NTSB blames pilot error for fatal crash that struck a UPS truck and Santee homes

NTSB blames pilot error for fatal crash that struck a UPS truck and Santee homes

The pilot who crashed his small plane into a UPS delivery truck and then crashed into two homes in Santee became disoriented while flying in overcast skies, and that likely caused the crash, the National Transportation Safety Board found in its final report, which released more after more. Two years after the accident.

The pilot and delivery truck driver died when the six-seat Cessna C340 plane crashed shortly after noon on October 21, 2021. A couple in their 70s were injured, and neighbors pulled them from one of the burning homes. The house next door was also destroyed, but the residents – a newlywed couple – were not home.

There were clouds, and the pilot, Dr. Sujata Das, was using flight instruments when the plane went down about 11 miles east of its intended destination, Montgomery Gibbs Executive Field in Kearney Mesa.

It crashed at Greencastle and Jeremy streets, less than a tenth of a mile east of Santana High School’s football field, on the eastern edge of campus.

Das was a cardiologist at Yuma Regional Medical Center. He was flying a Cessna plane from Yuma, Arizona, to San Diego County, where he lived. The delivery driver was Steve Krueger, a San Diego resident who has been a UPS employee for nearly 30 years.

According to an NTSB report released last week, investigators found no evidence of mechanical problems with the plane. It found that the conditions were consistent with known effects of “spatial disorientation” and determined that it was likely the cause of the accident.

The Cessna that crashed in Santee on Monday

The 13-page report includes communications between the pilot and the airport control tower immediately before the accident.

The report notes that moments before the plane crashed, the air traffic controller repeatedly asked the pilot to “climb,” or fly the plane to a higher level. The report states that the controller issued a low-altitude alert twice, which is essentially a warning to the pilot to make a correction.

Two aviation experts likened spatial disorientation to vertigo.

The finding meant the pilot “was suffering from an optical illusion, which he didn’t fully understand since he was in the clouds and had to rely on his instruments,” Max Trescott, a pilot and host of “Aviation News Talk,” explained. Exactly what position the plane was in and exactly what it was doing when he was experiencing spatial disorientation.
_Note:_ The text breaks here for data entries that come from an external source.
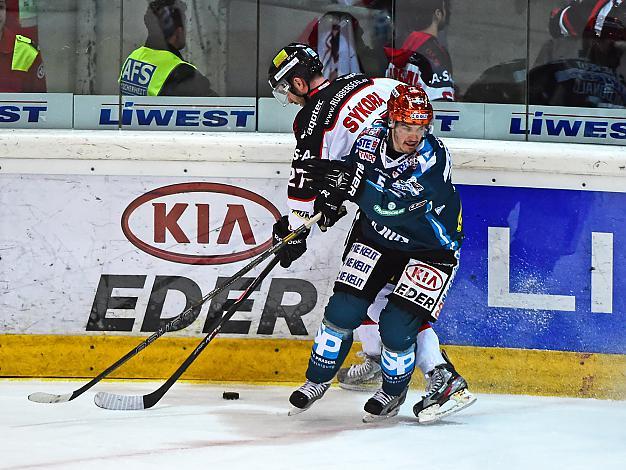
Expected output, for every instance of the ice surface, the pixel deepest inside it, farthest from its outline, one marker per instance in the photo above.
(193, 427)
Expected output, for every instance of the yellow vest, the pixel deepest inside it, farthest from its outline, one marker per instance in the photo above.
(24, 53)
(146, 70)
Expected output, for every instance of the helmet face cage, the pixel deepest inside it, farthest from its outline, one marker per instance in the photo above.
(294, 59)
(410, 104)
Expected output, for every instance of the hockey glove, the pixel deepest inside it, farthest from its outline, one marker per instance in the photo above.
(330, 207)
(294, 249)
(342, 182)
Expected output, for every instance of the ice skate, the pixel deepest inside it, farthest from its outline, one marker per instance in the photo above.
(361, 377)
(306, 395)
(382, 406)
(446, 393)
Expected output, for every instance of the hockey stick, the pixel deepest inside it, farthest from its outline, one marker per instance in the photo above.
(112, 401)
(43, 397)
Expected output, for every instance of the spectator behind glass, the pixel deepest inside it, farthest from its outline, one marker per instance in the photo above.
(21, 66)
(157, 68)
(338, 38)
(592, 79)
(423, 60)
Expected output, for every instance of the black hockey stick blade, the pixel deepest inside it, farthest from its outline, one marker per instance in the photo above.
(112, 401)
(174, 323)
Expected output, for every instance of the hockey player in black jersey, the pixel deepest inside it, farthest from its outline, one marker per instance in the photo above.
(332, 116)
(409, 234)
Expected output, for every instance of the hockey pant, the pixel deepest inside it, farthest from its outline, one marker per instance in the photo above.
(344, 312)
(428, 352)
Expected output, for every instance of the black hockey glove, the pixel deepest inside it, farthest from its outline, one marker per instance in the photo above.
(294, 249)
(330, 207)
(339, 180)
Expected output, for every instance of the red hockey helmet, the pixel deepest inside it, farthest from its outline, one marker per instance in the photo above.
(409, 104)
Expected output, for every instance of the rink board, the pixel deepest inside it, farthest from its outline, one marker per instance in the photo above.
(98, 252)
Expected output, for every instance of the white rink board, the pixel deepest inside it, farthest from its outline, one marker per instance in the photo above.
(63, 195)
(61, 233)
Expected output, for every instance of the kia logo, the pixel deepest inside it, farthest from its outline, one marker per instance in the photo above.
(424, 276)
(200, 223)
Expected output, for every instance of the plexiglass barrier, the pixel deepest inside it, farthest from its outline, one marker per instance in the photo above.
(543, 70)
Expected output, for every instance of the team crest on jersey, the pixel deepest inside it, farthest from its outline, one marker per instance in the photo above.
(410, 186)
(367, 156)
(410, 162)
(368, 143)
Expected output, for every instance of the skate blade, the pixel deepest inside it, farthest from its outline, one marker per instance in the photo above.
(370, 418)
(296, 411)
(458, 401)
(360, 387)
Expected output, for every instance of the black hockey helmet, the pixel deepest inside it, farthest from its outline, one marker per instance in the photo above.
(293, 60)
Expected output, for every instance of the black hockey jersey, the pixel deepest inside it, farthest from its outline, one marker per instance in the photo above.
(327, 127)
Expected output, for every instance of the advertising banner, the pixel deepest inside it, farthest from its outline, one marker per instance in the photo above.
(122, 254)
(36, 110)
(540, 268)
(165, 113)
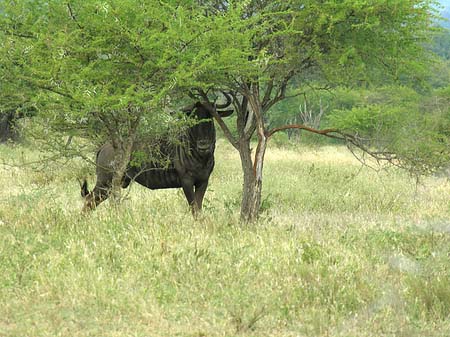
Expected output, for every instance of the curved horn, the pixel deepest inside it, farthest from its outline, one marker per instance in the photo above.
(228, 102)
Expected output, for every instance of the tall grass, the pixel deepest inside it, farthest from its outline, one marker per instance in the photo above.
(339, 250)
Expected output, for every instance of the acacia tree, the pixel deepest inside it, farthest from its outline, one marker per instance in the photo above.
(269, 43)
(100, 70)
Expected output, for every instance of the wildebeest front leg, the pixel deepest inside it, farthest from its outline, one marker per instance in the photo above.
(200, 190)
(188, 189)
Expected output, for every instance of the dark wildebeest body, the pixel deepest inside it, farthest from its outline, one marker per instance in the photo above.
(189, 164)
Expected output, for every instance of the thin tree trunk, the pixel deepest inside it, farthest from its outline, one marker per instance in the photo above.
(252, 189)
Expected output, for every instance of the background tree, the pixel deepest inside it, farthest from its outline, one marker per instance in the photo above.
(267, 44)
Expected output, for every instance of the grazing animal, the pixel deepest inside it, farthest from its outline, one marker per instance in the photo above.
(190, 163)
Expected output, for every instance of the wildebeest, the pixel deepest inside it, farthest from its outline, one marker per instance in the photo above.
(190, 163)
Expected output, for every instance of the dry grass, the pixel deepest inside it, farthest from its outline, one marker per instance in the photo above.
(339, 251)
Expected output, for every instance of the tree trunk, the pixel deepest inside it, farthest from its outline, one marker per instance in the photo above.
(8, 127)
(252, 186)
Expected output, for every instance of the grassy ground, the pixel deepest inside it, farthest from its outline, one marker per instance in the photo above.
(340, 250)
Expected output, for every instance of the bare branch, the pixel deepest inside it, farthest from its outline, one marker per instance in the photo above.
(351, 140)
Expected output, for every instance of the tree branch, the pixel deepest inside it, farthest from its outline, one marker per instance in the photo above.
(340, 135)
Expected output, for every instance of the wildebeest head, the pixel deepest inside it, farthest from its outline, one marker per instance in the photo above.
(203, 134)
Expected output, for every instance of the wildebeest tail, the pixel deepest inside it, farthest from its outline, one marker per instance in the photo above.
(84, 189)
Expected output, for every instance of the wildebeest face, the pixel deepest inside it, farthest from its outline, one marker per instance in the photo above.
(203, 134)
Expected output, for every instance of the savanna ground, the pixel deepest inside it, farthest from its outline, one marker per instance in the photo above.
(339, 250)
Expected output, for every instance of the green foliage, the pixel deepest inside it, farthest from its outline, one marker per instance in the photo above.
(399, 120)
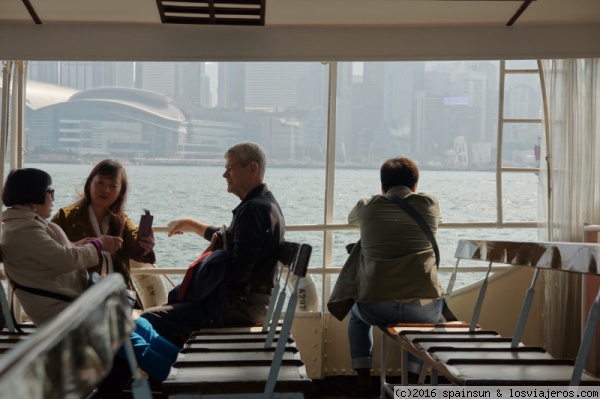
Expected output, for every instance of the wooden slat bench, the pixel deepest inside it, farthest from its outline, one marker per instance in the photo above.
(475, 357)
(239, 362)
(71, 355)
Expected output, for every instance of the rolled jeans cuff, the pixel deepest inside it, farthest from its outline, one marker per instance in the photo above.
(362, 363)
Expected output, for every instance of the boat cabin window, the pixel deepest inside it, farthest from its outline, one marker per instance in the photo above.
(475, 129)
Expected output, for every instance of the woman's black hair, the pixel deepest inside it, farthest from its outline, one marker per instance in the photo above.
(26, 186)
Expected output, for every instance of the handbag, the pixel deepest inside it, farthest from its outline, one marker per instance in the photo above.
(93, 278)
(412, 212)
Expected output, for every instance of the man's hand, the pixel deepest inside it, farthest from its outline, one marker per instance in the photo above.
(180, 226)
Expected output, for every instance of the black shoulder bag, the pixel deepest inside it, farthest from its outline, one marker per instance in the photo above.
(412, 212)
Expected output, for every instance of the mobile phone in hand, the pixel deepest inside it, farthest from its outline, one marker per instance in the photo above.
(145, 226)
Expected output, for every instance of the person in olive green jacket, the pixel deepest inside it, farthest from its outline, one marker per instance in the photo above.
(391, 273)
(101, 211)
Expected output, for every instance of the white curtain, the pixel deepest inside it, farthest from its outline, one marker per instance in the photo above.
(573, 92)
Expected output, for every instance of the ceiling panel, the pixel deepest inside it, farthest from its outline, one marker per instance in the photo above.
(319, 12)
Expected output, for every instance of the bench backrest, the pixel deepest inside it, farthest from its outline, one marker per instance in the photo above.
(581, 258)
(565, 256)
(296, 257)
(293, 263)
(69, 356)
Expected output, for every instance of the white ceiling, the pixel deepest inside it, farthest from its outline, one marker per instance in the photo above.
(320, 12)
(304, 30)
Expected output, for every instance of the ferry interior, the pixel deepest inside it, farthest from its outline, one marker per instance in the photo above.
(546, 190)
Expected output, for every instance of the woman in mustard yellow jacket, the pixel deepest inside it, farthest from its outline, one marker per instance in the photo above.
(101, 211)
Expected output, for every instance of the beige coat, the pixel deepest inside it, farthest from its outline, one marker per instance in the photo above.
(34, 257)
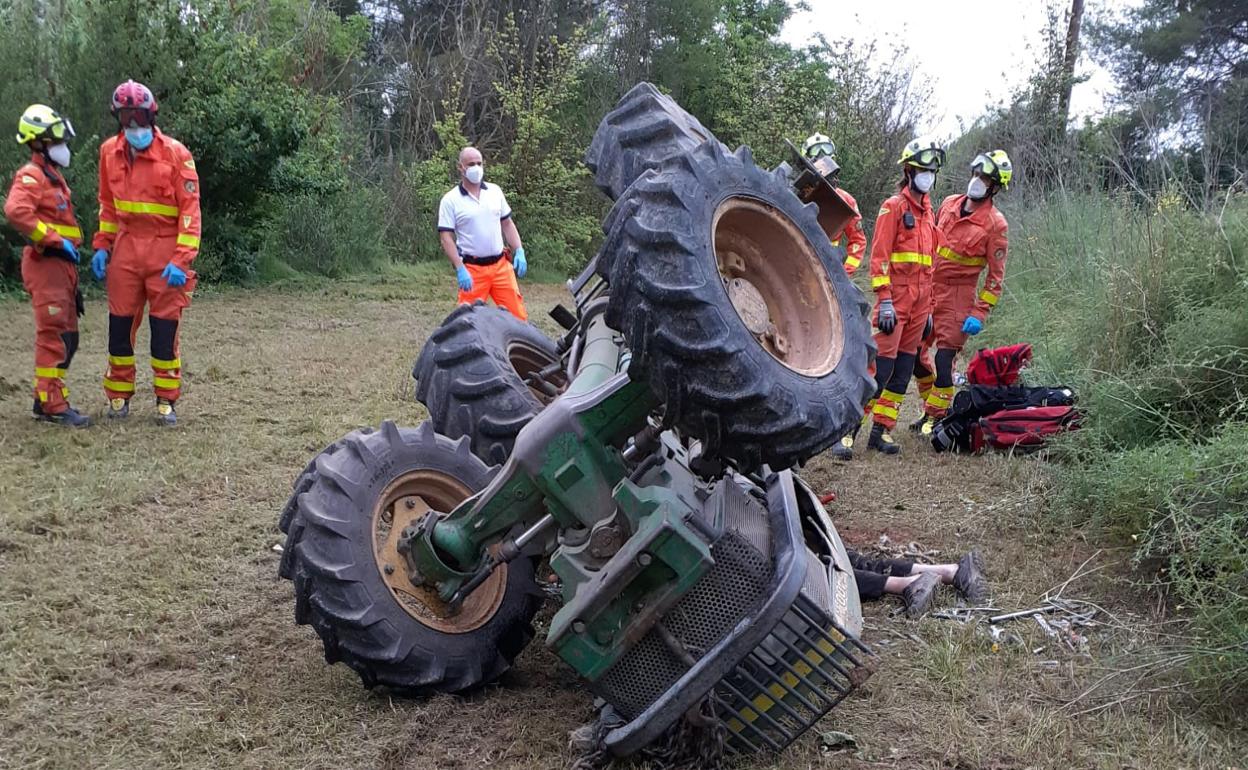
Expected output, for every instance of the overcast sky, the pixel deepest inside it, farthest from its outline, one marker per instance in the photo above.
(975, 53)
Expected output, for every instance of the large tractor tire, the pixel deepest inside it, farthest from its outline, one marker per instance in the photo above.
(476, 377)
(352, 587)
(736, 310)
(644, 130)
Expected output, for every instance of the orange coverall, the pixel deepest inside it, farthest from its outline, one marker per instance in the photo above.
(496, 282)
(972, 242)
(149, 216)
(901, 270)
(39, 206)
(855, 240)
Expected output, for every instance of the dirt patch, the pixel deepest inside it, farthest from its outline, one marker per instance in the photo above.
(142, 622)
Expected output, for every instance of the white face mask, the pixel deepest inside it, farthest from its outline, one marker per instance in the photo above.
(60, 155)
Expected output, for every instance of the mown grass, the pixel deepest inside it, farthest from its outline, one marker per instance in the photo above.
(142, 623)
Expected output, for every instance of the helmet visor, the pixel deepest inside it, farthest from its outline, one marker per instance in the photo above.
(927, 157)
(985, 165)
(132, 116)
(63, 130)
(820, 150)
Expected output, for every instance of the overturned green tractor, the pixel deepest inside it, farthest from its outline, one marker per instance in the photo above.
(647, 456)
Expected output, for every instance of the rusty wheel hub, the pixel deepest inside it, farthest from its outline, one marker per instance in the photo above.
(778, 286)
(404, 502)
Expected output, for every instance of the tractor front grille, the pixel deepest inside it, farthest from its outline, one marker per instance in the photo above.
(786, 684)
(733, 589)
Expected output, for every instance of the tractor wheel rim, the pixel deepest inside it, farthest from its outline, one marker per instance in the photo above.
(403, 502)
(778, 285)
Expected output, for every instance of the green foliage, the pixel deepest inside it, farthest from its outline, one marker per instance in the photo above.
(543, 175)
(328, 235)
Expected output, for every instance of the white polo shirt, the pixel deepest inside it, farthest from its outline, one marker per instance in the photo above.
(476, 221)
“This is something that happens to pilots because our bodies, the senses that we have in the plane are often incorrect as to whether the plane is level with the wings or pointed up or down when it’s in the clouds because you can’t see out,” he told the Union-Tribune.

Robert Katz, a commercial pilot and flight instructor from Dallas with more than 40 years of flying experience, said flying in the clouds is like “being in a cotton ball. You can’t see anything outside the plane. There’s no natural horizon.”

Some victims filed a lawsuit against the doctor’s estate after the accident. The status of those lawsuits was unclear Monday afternoon, and attorneys for both sides did not respond to requests for comment.